Uno sbadiglio, araldo di ulteriore stanchezza. "Nelle vene nei nostri bimbi non scorre solo il sangue di Valyria, per quanto esso possa essere nettamente in maggioranza, ma anche quello dei Primi Uomini che edificarono Casa Stark. È giusto che ricordino le loro radici nordiche attraverso quei cuccioli e che abbiamo la loro prima vera boccata di responsabilità. Mi preoccupa soltanto l'età dei gemellini e di Jaehaerys! Sono ancora così piccoli, pensi che riusciranno ad assumere un simile compito?"
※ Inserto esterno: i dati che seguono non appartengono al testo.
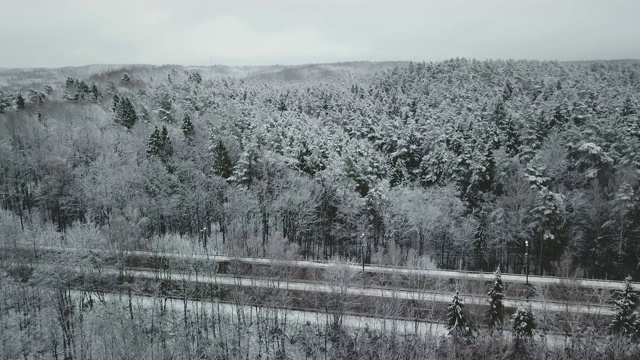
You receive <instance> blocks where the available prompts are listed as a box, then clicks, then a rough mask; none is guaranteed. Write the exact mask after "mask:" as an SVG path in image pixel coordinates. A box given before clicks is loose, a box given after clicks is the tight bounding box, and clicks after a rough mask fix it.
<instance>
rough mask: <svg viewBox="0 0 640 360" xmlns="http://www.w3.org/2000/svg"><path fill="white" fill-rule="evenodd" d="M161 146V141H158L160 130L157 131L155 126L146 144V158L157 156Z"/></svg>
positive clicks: (160, 140) (159, 150) (161, 145)
mask: <svg viewBox="0 0 640 360" xmlns="http://www.w3.org/2000/svg"><path fill="white" fill-rule="evenodd" d="M161 146H162V141H161V139H160V130H158V127H157V126H156V128H155V129H154V130H153V132H152V133H151V136H150V137H149V141H148V142H147V156H148V157H153V156H158V154H159V153H160V148H161Z"/></svg>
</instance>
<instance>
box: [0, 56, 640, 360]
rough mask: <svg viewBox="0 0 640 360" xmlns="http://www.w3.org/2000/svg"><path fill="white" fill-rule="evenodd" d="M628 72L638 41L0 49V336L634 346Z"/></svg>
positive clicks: (284, 355) (10, 351) (113, 338)
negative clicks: (361, 264)
mask: <svg viewBox="0 0 640 360" xmlns="http://www.w3.org/2000/svg"><path fill="white" fill-rule="evenodd" d="M639 94H640V61H606V62H605V61H602V62H595V61H594V62H574V63H569V62H541V61H476V60H467V59H452V60H448V61H443V62H437V63H410V62H394V63H391V62H387V63H369V62H352V63H334V64H317V65H304V66H269V67H227V66H215V67H214V66H212V67H184V66H178V65H175V66H173V65H165V66H142V65H136V66H104V65H100V66H86V67H75V68H73V67H70V68H60V69H31V70H11V69H0V205H1V209H0V246H1V247H2V253H0V266H1V270H2V273H0V275H1V276H0V357H3V358H24V359H31V358H56V359H58V358H60V359H89V358H105V359H107V358H113V359H120V358H141V359H156V358H211V359H229V358H247V359H248V358H266V359H286V358H291V359H298V358H300V359H301V358H306V359H327V358H331V359H333V358H337V359H340V358H342V359H423V358H437V359H460V358H474V359H475V358H478V359H480V358H486V359H489V358H512V359H520V358H552V359H584V358H603V359H604V358H620V359H634V358H636V357H637V353H638V349H639V348H638V342H637V339H638V338H639V337H640V336H639V335H638V334H639V333H640V330H639V329H640V320H639V317H638V313H637V305H638V297H637V294H636V293H635V292H634V289H633V287H632V286H633V285H632V283H631V282H630V280H631V279H637V278H638V275H640V267H639V264H640V202H639V196H640V190H639V188H640V181H639V176H640V173H639V169H640V146H639V145H640V117H639V112H640V108H639V106H638V102H639V101H640V95H639ZM46 245H53V246H56V248H46V247H45V246H46ZM52 249H53V250H52ZM56 249H57V250H56ZM59 249H65V250H66V252H65V251H60V250H59ZM27 250H28V251H27ZM127 250H141V251H147V250H148V251H156V252H163V254H165V255H166V254H170V255H169V257H167V258H164V260H163V259H161V258H160V257H158V258H154V257H153V256H151V257H150V258H149V259H147V260H144V259H143V257H139V258H135V257H128V256H129V255H127V254H131V253H127V252H126V251H127ZM29 251H32V252H33V253H30V252H29ZM176 253H177V254H182V255H185V254H186V255H193V254H199V255H200V256H205V259H206V261H203V260H202V258H200V260H196V259H195V258H194V257H192V256H191V257H183V258H180V257H176ZM109 254H111V255H109ZM152 254H155V253H152ZM210 255H229V256H244V257H252V258H268V259H290V260H295V259H298V260H301V259H306V260H321V261H331V262H332V266H331V267H326V268H325V269H324V270H323V271H317V272H314V271H311V270H310V269H303V270H300V269H298V270H295V271H294V270H292V268H288V267H286V266H284V265H282V266H280V267H278V266H272V267H269V266H263V267H260V266H255V267H248V266H247V265H246V264H245V265H243V266H244V267H243V266H241V263H240V262H238V263H234V262H226V263H224V262H219V263H216V262H215V261H210V260H211V259H210V258H209V257H208V256H210ZM171 256H173V258H171ZM167 259H169V260H167ZM187 259H188V260H187ZM253 260H260V259H253ZM345 262H350V265H348V266H351V267H348V266H347V265H345V264H344V263H345ZM360 262H362V272H360V270H359V263H360ZM354 263H358V266H357V267H355V269H357V270H355V269H354V267H353V264H354ZM316 264H321V265H324V264H323V263H316ZM365 264H371V265H390V266H402V267H408V268H418V269H433V268H440V269H453V270H481V271H494V270H495V273H494V278H493V281H491V282H487V281H482V280H480V281H478V280H475V281H474V280H465V279H457V280H455V281H452V279H434V278H430V277H429V276H415V277H406V278H403V277H401V276H397V275H393V276H387V277H385V276H382V275H380V274H374V275H371V274H369V273H365V272H364V265H365ZM299 266H300V265H299ZM527 267H528V268H529V270H530V272H531V275H532V276H533V275H534V274H538V275H552V276H562V277H563V278H564V280H563V281H566V284H560V285H558V286H547V285H540V284H533V285H530V284H529V277H528V275H527V278H526V285H525V284H522V283H520V284H509V283H507V284H504V283H503V282H502V278H501V271H502V272H506V273H518V274H521V273H524V272H525V269H526V268H527ZM138 268H144V269H146V270H144V271H138V272H137V273H136V272H135V271H137V270H135V269H138ZM496 269H497V270H496ZM145 271H146V274H147V275H146V276H147V278H144V277H143V276H142V275H143V274H144V273H145ZM135 274H138V275H135ZM629 275H630V276H631V277H628V276H629ZM579 277H590V278H600V279H611V280H623V279H625V283H624V286H623V287H621V290H620V291H617V292H611V291H609V290H606V289H596V288H586V287H585V286H582V287H580V286H577V285H575V284H574V283H571V282H570V279H571V278H579ZM223 278H224V279H225V280H226V281H227V283H226V285H224V283H223V282H222V280H220V279H223ZM176 279H177V280H176ZM256 279H262V280H259V281H262V283H265V284H266V283H269V284H271V285H274V284H275V285H274V286H271V285H270V286H265V287H263V288H259V287H257V286H256V284H258V282H257V281H256ZM512 279H513V277H512ZM240 280H245V282H250V283H252V284H253V286H246V285H241V284H240ZM206 281H209V282H210V283H208V285H205V284H207V282H206ZM216 281H219V283H218V282H216ZM234 281H235V283H234ZM211 282H213V283H211ZM230 284H231V285H230ZM301 284H303V285H317V284H322V285H323V286H325V289H329V290H327V291H324V292H321V291H319V290H318V291H315V292H314V291H306V292H304V291H302V290H294V289H295V286H298V289H299V288H300V286H301ZM376 286H378V287H376ZM382 286H387V288H386V289H387V290H386V291H390V292H393V291H396V290H398V289H404V290H402V291H404V293H409V292H410V293H411V294H418V295H415V296H418V298H408V299H405V300H402V299H400V297H397V296H396V295H397V294H398V293H399V292H393V294H395V295H393V296H391V297H384V296H378V295H376V296H372V295H366V296H365V295H353V293H354V291H355V290H358V291H360V290H362V293H364V290H371V291H372V292H370V293H369V294H372V293H374V292H376V291H380V292H381V289H382V288H381V287H382ZM636 286H637V285H636ZM390 289H393V290H390ZM449 293H450V294H451V295H452V300H451V302H450V303H449V304H448V305H446V304H443V303H442V301H440V302H438V301H435V295H434V297H433V299H434V300H433V301H430V300H429V297H428V296H429V294H440V295H442V294H449ZM412 296H414V295H412ZM505 296H506V297H505ZM525 297H526V300H525ZM465 299H467V301H469V303H465ZM474 299H482V300H479V301H478V300H474ZM196 300H197V301H196ZM485 300H486V301H485ZM503 300H504V301H505V303H503ZM474 301H475V302H474ZM525 301H527V303H528V307H527V306H525V305H524V304H525V303H524V302H525ZM532 301H533V304H535V305H536V306H537V310H535V311H532ZM547 303H554V306H555V308H554V309H555V310H552V309H550V308H546V305H547ZM505 304H508V306H507V305H505ZM514 304H515V305H514ZM521 305H522V306H521ZM565 305H566V306H565ZM465 306H467V307H465ZM581 306H584V307H585V308H586V309H587V310H588V311H586V312H584V311H583V312H581V311H578V310H579V309H581ZM589 306H593V309H598V310H597V311H598V312H595V310H594V312H590V311H591V310H589V309H590V308H589ZM487 308H488V309H487ZM602 309H607V311H608V312H600V311H605V310H602ZM362 315H364V316H362ZM367 316H370V317H367ZM509 319H511V321H510V320H509ZM376 324H377V325H376Z"/></svg>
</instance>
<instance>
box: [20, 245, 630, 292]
mask: <svg viewBox="0 0 640 360" xmlns="http://www.w3.org/2000/svg"><path fill="white" fill-rule="evenodd" d="M21 248H22V249H25V250H34V248H33V247H32V246H28V245H23V246H21ZM35 249H36V250H41V251H58V252H78V251H80V252H93V253H113V254H116V253H117V252H116V251H109V250H99V249H76V248H63V247H54V246H41V247H37V248H35ZM123 253H124V254H127V255H130V256H144V257H157V258H166V259H191V260H205V261H212V262H231V261H237V262H241V263H245V264H253V265H265V266H273V265H278V266H288V267H294V268H308V269H328V268H332V267H337V266H341V267H345V269H346V270H352V271H361V270H362V265H356V264H344V263H336V262H320V261H306V260H275V259H266V258H251V257H231V256H223V255H201V254H176V253H166V252H151V251H125V252H123ZM364 271H365V272H367V273H373V274H391V275H405V276H424V277H434V278H447V279H465V280H478V281H493V273H484V272H471V271H453V270H431V269H412V268H401V267H386V266H373V265H367V266H365V267H364ZM502 281H503V282H508V283H520V284H524V283H526V282H527V278H526V276H525V275H518V274H502ZM528 282H529V283H530V284H532V285H538V286H544V285H560V286H574V287H578V288H588V289H604V290H619V289H621V288H622V286H623V284H624V282H622V281H611V280H592V279H579V278H578V279H574V278H562V277H552V276H536V275H530V276H529V277H528ZM631 287H632V289H633V290H634V291H638V292H640V283H638V282H632V283H631Z"/></svg>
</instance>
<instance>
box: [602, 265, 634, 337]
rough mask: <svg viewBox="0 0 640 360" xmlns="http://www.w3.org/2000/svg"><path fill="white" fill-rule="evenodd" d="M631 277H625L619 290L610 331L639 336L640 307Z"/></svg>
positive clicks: (614, 309)
mask: <svg viewBox="0 0 640 360" xmlns="http://www.w3.org/2000/svg"><path fill="white" fill-rule="evenodd" d="M630 281H631V277H629V276H627V277H626V278H625V279H624V285H623V287H622V291H618V294H617V295H618V299H617V300H616V301H615V305H614V313H615V315H614V316H613V320H611V324H609V331H611V333H612V334H614V335H622V336H627V337H638V336H639V335H640V328H639V327H638V326H639V325H640V319H639V318H638V314H637V313H636V309H637V308H638V300H639V298H638V294H636V293H635V292H633V289H632V288H631V283H630Z"/></svg>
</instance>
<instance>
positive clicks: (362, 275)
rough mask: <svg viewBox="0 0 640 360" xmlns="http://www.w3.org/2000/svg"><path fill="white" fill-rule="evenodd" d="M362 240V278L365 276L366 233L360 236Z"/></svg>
mask: <svg viewBox="0 0 640 360" xmlns="http://www.w3.org/2000/svg"><path fill="white" fill-rule="evenodd" d="M360 239H361V246H362V253H361V255H362V276H364V250H365V248H364V233H362V235H360Z"/></svg>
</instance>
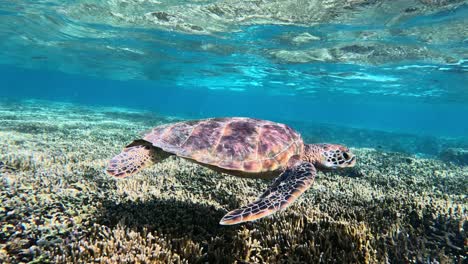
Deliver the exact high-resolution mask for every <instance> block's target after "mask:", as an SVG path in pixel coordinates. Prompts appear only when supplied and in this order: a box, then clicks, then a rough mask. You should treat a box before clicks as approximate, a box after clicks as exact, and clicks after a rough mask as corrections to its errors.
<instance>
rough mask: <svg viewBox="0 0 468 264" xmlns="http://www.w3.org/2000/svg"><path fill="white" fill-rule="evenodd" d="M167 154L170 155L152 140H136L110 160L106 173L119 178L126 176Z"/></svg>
mask: <svg viewBox="0 0 468 264" xmlns="http://www.w3.org/2000/svg"><path fill="white" fill-rule="evenodd" d="M167 156H169V155H168V154H166V153H165V152H164V151H163V150H161V149H159V148H156V147H154V146H153V145H152V144H151V143H150V142H148V141H145V140H135V141H133V142H132V143H131V144H130V145H128V146H127V147H125V148H124V149H123V150H122V152H120V153H119V154H118V155H116V156H115V157H113V158H112V159H111V160H110V161H109V163H108V165H107V169H106V173H107V174H109V175H112V176H115V177H117V178H125V177H128V176H130V175H133V174H135V173H137V172H139V171H141V170H142V169H144V168H146V167H148V166H150V165H153V164H154V163H155V162H158V161H161V160H162V159H164V158H165V157H167Z"/></svg>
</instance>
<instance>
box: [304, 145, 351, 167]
mask: <svg viewBox="0 0 468 264" xmlns="http://www.w3.org/2000/svg"><path fill="white" fill-rule="evenodd" d="M305 155H306V157H307V158H308V159H309V160H310V161H311V162H312V163H314V164H315V165H316V166H317V167H319V168H323V169H338V168H348V167H354V165H356V156H354V154H353V153H352V152H351V151H350V150H349V149H348V148H347V147H345V146H342V145H337V144H308V145H306V148H305Z"/></svg>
"Piccoli ma con già caratteri determinati." Gli ricordò Dany spostandogli una ciocca riccioluta dietro il lobo dell'orecchio. La febbre si stava alzando, il modo in cui Jon aveva iniziato a strizzare gli occhi ne era la conferma. "Ho fiducia nelle loro capacità e so per certo che, se un piccolo Targaryen riesce a legare con un draghetto appena uscito dall'uovo fin dalla culla, i nostri piccoli Targaryen eccelleranno nell'intrecciare un legame con dei cuccioli di metalupo fin dal seno materno. Jae è un osso duro amore mio e non molla mai, pensavo che ormai l'avessi capito."

"Dopo tutte le alzatacce a cui mi ha costretto eccome se ero giunto a comprenderlo." Un altro sbadiglio. "Sì... oh Dei perché continuo ad essere così stanco?"

Sorridendo, Dany gli rimboccò le coperte e gli stropicciò il cuscino. "Perché il sonno è il miglior guaritore. Che ne dici se ti leggo qualcosa per agevolarti la dormita? Ho preso in prestito qualche libro dalla biblioteca di Grande Inverno e..."

"Libri!" Jon levò gli occhi al cielo e tossì leggermente qualche goccia di rubino, decorando la bacinella di rame. "Vuoi proprio torturami eh mia regina? Sto scherzando... riempi pure questa zucca vuota di tutta la conoscenza che ti pare, ha tanto ancora da imparare su come governare un reame. Con che cosa vuoi dilettarmi?"

Dany gli pizzicò allegra la guancia. "Con una piacevole serie di fiabe del Nord, qualcosa di leggero e di gradevole. Mettiti comodo Eggy perché qui si parte all'avventura."

Incredibilmente, le palpebre appesantite di Jon riuscirono a resistere fino alla fine della terza storia.